Thursday, June 27, 2019

Chaos, Confusion, and Casualties

Once again, I have drifted off into miniature wargaming because I enjoy it and because it actually facilitates interpreting actual historical events. This year, I am finally getting back into wargaming with HMGS East. My grandson and I are attending Fall-In at the Valley Forge Convention Center where I will be delivering two presentations at the War College on Friday and Saturday at 10:00 a.m., entitled “Chaos, Confusion, and Casualties: Simulating a Civil War Battle in 54mm.

The gaming area will have 2 set up tables for the opposing armies and a gaming area 12 feet by 5 feet. Each side will have three brigades comprised of 5 regiments apiece with the sizes of the regiments ranging from 300 to 800 men, and two - 3 artillery section commanders.

The idea is for each player to be responsible for his/her own area of the field and work with the artillerists to gain domination of the adjoining fields if they are occupied by hostile forces.

The players will introduce their troops to their randomly plotted areas of the field within the first three – four turns and they are not required to commit their entire brigades at the same time.

The sequence is rather simple: Movement which will be simultaneous and then Firing which will generate smoke. Level playing fields might or might not exist.  Some areas of entry are going to be difficult to navigate.

Visibility on the field might be limited based upon terrain features like walls, buildings, smoke and high terrain.

When the fighting breaks out the defenders have to decide if they will fire or flee. Did the Rebels announce their advance with their famous, blood curdling yell? How did the Yankees react to it? In the smoke and noise did the one side see the other flank them. In the retreat or panic did a unit collide with a friendly unit or a hostile unit? If so did what kind of reaction did that generate? During the melee did your brigadier find himself caught in the crossfire? Did the skirmishers pop away at the officers and hit them? If so, how did the affected regiment react?

The idea is to create a noisy, fun game with unexpected twists in it and then to relate it to what happened in a real engagement. This is a game where officers and generals have limited control once the shooting starts, where artillery can accidentally “drop short” or overshoot. Where there might be too many troops in the area to adequately maneuver them.

In designing this I reflected a great deal about the Battle of Antietam, where Confederates on the Smoketown Road got lost in the smoke and ended up in the East Woods. Where General Joseph Mansfield rode into the Woods and mistakenly thought the 10th Maine was firing into their own men. Where the 19th Indian and the 7th Wisconsin, having gotten lost on what later became Confederate Avenue got lost and ended up coming up through the West Woods and fired into the Confederates along the Hagerstown Pike while inadvertently hitting their own men on the opposite side of the road. 
The game promises to be surprising and quick moving.
Once again, positive and constructive comments are always welcome.

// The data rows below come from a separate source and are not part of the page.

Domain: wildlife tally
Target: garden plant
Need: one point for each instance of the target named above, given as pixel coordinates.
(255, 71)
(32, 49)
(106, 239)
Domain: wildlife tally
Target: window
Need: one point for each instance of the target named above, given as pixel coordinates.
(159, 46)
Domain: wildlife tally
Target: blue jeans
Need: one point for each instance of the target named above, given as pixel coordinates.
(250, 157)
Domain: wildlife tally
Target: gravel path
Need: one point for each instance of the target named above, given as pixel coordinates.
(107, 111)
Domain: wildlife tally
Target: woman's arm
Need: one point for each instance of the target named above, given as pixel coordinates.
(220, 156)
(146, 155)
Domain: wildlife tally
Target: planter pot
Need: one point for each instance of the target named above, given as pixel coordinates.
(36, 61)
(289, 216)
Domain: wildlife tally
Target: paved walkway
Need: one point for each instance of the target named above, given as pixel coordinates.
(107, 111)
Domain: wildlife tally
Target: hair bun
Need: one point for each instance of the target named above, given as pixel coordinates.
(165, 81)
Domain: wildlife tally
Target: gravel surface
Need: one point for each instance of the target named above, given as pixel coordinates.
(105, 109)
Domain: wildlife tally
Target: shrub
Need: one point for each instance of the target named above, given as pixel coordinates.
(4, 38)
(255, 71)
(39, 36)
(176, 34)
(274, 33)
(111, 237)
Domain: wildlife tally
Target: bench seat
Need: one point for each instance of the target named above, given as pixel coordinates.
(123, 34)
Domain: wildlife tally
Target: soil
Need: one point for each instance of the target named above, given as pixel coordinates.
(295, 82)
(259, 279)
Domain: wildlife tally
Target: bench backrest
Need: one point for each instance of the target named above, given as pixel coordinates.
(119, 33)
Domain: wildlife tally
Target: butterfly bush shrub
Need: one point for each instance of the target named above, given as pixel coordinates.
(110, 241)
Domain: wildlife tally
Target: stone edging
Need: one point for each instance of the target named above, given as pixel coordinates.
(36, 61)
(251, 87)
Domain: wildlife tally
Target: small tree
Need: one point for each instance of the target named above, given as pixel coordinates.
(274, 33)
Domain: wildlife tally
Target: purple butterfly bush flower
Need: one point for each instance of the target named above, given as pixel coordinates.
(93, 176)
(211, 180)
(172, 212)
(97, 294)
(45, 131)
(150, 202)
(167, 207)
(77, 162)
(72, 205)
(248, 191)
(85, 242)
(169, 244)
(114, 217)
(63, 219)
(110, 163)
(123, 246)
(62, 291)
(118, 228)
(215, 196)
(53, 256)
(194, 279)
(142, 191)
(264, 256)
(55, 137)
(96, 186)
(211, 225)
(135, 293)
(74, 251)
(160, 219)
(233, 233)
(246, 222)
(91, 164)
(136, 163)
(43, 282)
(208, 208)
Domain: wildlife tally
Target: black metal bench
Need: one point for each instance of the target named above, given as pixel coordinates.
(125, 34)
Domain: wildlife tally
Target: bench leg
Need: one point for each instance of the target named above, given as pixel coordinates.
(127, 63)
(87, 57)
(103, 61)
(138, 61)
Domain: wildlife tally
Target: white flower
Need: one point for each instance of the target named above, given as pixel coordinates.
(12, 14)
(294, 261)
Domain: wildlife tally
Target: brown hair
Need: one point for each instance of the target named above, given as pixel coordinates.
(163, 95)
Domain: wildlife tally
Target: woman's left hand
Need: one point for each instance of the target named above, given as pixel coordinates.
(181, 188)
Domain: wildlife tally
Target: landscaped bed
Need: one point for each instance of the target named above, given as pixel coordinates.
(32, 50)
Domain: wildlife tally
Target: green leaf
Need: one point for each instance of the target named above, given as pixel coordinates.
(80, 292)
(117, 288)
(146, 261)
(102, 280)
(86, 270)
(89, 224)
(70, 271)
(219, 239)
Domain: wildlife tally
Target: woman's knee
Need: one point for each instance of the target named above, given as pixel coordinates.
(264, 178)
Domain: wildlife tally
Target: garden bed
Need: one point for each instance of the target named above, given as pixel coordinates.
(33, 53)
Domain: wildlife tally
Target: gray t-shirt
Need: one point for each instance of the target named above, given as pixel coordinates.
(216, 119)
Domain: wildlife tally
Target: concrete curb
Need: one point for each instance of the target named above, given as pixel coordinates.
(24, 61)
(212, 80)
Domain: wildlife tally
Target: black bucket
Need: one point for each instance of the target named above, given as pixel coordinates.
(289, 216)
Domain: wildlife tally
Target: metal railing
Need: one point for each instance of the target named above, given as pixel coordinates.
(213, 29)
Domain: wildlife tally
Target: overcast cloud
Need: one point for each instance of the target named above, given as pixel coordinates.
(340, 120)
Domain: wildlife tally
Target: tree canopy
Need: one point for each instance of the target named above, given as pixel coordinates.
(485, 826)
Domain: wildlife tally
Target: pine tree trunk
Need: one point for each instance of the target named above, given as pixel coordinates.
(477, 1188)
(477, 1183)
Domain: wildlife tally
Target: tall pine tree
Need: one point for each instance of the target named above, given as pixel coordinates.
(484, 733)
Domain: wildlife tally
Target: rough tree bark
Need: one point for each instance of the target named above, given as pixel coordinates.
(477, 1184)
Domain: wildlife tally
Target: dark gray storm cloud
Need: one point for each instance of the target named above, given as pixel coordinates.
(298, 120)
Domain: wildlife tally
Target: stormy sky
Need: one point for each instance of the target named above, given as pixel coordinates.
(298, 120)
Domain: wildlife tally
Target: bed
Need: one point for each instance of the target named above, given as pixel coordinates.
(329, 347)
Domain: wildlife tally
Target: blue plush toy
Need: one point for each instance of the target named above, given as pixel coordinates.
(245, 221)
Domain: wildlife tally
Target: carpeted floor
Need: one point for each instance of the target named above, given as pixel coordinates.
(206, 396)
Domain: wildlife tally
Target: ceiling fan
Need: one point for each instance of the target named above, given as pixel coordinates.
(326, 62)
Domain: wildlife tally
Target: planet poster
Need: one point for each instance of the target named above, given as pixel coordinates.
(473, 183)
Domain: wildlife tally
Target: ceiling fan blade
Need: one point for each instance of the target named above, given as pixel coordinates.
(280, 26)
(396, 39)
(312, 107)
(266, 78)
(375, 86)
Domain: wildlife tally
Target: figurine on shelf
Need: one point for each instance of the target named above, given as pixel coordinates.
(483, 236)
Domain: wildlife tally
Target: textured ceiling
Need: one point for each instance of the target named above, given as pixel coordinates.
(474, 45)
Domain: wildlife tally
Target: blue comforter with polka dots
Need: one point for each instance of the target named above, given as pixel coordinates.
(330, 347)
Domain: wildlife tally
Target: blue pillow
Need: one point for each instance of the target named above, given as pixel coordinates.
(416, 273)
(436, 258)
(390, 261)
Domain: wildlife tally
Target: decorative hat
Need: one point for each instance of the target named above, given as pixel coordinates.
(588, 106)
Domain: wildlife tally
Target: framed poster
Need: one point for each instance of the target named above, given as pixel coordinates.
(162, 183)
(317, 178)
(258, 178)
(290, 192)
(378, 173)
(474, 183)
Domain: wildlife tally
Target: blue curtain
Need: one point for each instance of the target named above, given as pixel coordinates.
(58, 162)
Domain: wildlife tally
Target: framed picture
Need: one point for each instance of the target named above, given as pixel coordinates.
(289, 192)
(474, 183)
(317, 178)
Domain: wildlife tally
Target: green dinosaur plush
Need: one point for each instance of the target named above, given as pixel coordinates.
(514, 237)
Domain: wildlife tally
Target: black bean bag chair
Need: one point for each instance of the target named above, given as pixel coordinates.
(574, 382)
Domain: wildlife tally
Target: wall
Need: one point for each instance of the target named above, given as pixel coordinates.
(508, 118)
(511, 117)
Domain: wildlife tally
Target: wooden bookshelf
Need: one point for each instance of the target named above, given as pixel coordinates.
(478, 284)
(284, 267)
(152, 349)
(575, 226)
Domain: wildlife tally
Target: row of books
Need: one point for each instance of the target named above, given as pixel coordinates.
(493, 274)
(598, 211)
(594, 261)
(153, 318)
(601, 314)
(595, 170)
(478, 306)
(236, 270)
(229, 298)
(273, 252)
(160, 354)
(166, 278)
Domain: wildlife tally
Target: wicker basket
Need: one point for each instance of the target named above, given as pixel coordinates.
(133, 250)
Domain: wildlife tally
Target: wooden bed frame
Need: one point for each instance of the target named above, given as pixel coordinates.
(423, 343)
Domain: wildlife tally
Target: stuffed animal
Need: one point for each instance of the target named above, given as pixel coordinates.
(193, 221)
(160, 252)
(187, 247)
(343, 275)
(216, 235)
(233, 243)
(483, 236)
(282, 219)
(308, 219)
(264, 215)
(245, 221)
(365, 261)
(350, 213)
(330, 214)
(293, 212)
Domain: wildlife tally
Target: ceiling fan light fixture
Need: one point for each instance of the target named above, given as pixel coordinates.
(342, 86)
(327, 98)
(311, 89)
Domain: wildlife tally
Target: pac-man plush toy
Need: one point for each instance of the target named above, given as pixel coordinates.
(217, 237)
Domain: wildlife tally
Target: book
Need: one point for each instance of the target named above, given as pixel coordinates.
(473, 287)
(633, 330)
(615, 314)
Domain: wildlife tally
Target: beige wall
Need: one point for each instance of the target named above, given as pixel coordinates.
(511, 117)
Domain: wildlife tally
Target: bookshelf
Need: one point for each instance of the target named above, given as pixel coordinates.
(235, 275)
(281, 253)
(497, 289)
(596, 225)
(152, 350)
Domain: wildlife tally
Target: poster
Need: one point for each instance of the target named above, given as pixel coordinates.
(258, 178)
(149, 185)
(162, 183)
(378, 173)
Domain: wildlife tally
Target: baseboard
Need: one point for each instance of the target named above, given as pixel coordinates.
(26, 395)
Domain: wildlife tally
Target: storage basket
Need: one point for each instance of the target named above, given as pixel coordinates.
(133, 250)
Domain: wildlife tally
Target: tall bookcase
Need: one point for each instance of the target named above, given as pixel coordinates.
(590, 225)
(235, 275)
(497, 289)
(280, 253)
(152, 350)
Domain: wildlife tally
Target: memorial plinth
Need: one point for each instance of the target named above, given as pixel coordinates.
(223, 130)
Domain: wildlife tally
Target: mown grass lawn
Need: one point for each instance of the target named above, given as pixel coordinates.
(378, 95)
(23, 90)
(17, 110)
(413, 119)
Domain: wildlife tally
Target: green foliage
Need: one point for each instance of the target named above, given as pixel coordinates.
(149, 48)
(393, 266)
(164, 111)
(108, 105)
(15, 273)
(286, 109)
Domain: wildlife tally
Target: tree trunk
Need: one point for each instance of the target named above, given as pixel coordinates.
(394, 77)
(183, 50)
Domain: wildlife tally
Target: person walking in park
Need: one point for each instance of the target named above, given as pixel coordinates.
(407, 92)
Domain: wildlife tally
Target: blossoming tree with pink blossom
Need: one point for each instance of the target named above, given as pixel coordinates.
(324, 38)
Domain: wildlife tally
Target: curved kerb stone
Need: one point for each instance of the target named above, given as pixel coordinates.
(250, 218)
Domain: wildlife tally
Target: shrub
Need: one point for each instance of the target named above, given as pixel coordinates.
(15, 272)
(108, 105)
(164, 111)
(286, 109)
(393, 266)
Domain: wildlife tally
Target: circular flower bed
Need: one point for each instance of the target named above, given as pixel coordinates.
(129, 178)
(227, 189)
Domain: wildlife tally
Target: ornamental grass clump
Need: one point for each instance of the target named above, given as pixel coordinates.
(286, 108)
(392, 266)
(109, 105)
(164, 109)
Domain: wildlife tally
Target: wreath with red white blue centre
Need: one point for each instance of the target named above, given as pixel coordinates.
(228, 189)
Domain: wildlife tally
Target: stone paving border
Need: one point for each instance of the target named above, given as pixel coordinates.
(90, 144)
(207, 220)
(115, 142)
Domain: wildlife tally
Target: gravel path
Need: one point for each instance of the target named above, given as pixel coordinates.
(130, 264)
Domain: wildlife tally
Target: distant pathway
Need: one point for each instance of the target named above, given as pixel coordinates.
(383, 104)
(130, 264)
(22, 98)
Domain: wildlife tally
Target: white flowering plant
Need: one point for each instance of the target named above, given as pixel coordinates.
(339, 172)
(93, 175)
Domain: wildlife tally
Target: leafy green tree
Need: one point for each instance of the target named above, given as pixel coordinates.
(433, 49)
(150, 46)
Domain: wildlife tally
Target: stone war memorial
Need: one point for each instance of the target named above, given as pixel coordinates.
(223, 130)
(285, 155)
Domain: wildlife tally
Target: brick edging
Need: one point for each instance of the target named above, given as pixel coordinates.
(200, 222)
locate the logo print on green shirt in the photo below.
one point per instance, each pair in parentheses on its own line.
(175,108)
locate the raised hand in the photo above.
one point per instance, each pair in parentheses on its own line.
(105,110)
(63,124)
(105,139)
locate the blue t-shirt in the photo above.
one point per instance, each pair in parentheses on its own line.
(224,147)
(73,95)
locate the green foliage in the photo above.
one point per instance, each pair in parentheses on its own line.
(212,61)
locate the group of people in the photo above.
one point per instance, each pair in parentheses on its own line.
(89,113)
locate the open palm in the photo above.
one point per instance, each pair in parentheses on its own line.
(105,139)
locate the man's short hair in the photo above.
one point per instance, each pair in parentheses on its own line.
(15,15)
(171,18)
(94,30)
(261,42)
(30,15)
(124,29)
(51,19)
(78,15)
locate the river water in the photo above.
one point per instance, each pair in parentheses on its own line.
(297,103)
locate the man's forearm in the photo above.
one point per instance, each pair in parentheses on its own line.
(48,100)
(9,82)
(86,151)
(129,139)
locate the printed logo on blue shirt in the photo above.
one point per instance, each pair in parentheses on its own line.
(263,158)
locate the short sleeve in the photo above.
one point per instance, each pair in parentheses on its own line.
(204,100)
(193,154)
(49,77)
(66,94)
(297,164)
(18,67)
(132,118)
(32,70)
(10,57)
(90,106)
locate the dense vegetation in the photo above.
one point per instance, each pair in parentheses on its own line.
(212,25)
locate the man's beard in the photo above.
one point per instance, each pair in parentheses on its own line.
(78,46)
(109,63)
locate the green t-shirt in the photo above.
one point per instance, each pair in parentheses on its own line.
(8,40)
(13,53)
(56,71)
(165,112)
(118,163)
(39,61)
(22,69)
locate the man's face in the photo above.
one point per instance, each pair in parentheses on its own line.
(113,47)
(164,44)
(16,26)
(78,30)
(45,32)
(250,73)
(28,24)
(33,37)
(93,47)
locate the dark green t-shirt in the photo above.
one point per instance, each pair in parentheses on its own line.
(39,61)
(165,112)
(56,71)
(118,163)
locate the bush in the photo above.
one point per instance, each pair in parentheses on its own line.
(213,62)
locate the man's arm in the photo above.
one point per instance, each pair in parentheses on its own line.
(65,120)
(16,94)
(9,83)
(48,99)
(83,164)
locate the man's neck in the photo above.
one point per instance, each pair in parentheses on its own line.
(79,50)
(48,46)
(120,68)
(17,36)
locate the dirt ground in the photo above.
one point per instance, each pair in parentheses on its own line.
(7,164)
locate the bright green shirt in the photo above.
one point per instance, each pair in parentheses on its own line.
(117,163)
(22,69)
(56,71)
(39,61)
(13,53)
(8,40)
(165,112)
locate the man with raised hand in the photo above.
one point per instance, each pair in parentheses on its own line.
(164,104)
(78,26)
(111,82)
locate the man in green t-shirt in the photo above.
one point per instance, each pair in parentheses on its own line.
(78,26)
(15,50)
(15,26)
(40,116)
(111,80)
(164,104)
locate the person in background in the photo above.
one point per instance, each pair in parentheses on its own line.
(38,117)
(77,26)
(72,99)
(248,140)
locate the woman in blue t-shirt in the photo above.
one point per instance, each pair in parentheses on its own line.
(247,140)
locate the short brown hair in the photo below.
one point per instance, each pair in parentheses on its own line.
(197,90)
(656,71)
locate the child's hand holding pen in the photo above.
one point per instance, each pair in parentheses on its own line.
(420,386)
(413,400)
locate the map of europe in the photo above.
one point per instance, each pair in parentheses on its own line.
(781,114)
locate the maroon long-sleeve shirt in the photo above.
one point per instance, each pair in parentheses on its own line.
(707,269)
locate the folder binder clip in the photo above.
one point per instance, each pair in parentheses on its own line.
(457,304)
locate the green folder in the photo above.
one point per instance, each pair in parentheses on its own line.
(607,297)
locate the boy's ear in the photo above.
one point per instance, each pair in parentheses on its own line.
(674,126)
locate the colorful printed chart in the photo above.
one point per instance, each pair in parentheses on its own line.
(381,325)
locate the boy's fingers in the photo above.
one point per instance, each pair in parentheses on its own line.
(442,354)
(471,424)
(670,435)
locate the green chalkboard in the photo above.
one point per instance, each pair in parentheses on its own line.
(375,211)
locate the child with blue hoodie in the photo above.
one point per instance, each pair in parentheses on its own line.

The following  photograph  illustrates a solitaire version of one phase of a practice battle.

A federal regiment in the road in the background has fires into the Confederate flank while a small rebel battalion, unobserved in the smoke, heads toward the Yankee left flank this side of the stonewall.


  1. Sounds intriguing and a great way to explore the chaos on a battlefield. Good luck with your games. 😀

  2. Love the confusion and chaos aspect when we play your games. It adds that level of friction / realism that is needed to make the game more realistic in capturing the elements of abattle.

  3. Playing it solitaire I managed to flank the Confederates at the church. The rebel column trying to slip by the Federal left ends up getting seen and engaging skirmishers.

    A lot of the responses depend on how the defender reacts to the attack. I had a Confederate regiment left wheel in front of one of its own regiments, which was firing at the time, not knowing if I would be seen and thereby avoid friendly fire. They lucked out.

    With six or more players, each with their own area of deployment it is bound to get noisy and unpredictable. Rules lawyers need not apply.